Monday 150126 - Beginner

A. CrossFit Baseline (This is your Whole30 WOD repeat Compare part A to 150104 or 150105)
500 m Row
40 Air Squats
30 Sit Ups
20 Push Ups
10 Pull ups
B. Rest then “Death By Kettlebells” – Start with 5 reps of Russian Kettlebell Swings, add one rep every minute.  This should be heavy – cap at 15 minutes.  The goal here is to focus on building grip and low back endurance.

Click here for a preview of Tuesday’s Beginner classes

Monday 150126 - Experienced

A. Overhead Squat EMOM
Minutes 1-5: 6 Reps
Minutes 6-10: 4 Reps
Minutes 11-15: 2 Reps

Every 5 minutes increase the weight of your Overhead Squat. During the last five minutes you may increase the weight each minute. Bars should be taken from the floor – either a snatch or clean and jerk to the back rack. Compare to 1/5/15.
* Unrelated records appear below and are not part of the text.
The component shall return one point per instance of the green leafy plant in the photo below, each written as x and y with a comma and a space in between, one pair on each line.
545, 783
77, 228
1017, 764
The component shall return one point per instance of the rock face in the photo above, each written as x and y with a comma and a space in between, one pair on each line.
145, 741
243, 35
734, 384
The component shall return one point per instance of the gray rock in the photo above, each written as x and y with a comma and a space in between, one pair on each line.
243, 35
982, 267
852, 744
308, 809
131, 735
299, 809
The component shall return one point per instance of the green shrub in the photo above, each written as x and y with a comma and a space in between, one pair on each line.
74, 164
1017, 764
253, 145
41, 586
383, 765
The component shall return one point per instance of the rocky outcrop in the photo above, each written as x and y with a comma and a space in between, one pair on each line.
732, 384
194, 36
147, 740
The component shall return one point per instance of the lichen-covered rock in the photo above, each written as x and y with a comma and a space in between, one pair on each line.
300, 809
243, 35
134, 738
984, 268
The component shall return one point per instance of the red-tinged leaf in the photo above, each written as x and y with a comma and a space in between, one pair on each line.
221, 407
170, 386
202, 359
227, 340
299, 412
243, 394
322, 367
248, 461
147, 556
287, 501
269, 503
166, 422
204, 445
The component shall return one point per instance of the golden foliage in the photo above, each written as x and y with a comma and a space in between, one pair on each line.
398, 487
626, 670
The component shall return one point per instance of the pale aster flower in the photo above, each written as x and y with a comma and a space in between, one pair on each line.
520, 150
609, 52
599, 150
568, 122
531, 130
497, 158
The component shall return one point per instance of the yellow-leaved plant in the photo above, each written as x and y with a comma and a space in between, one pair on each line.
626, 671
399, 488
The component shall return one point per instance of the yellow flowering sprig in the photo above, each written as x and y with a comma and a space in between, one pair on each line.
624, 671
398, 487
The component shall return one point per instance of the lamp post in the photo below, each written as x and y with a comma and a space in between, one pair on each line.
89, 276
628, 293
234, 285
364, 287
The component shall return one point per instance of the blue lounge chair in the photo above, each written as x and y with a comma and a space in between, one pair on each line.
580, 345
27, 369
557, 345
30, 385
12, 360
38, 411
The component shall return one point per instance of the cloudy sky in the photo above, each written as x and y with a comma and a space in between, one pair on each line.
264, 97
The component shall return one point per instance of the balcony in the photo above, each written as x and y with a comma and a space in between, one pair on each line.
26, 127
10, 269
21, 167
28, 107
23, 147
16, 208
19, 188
B. Russian Swings and Ring Dips
10 Swings
3 Ring Dips or 6 Seated DumbBell or Kettlebell Press (Bench, Box or Floor)
20 Swings
4 Ring Dips or 8 Seated DumbBell or Kettlebell Press (Bench, Box or Floor)
30 Swings
5 Ring dips or 10 Seated DumbBell or Kettlebell Press (Bench, Box or Floor)
Rest 1 minute
Repeat for 3 rounds.

You may increase the press weight as you go. These swings should be as heavy as possible – you may perform double kettlebell swings if the bells available are not heavy enough. This is not really “for time”.  Ideally, you complete the swings unbroken each set and perform a strict ring dip with a one count lockout at the top of every rep.

Note: This is 180 swings. Scale swings to 10-15-20 reps and dips to 1-2-3 reps if necessary.

Click here for a preview of Tuesday’s Experienced classes.

Monday 150126 - Competition

Warm up: 1 mile run+DIY

Part A. Paused Front Squats 5×3 (23×1)

Compare A and B to 1/13 results.

Part B. Pendlay Row 5×5

Part C. 12 minute AMRAP:
15 Snatches (75/53)
15 Box Jumps (24/20)
15 Snatches (95/63)
15 Box Jumps (24/20)
15 Snatches (115/83)
15 Box Jumps (24/20)
15 Snatches (135/93)
15 Box Jumps (24/20)
AMRAP Snatches (155/103)

You are responsible for all of your plate changes during the workout.

Part D. AMRAP Abmat Sit ups in 2 minutes – feet anchored

This week's Endurance WOD

The Endurance WOD for this week’s classes (January 28, 29, 30):

Team 10 k row for time. 3 people per team – switch minimum every 250 meters, but no more than 1000 meters at a time.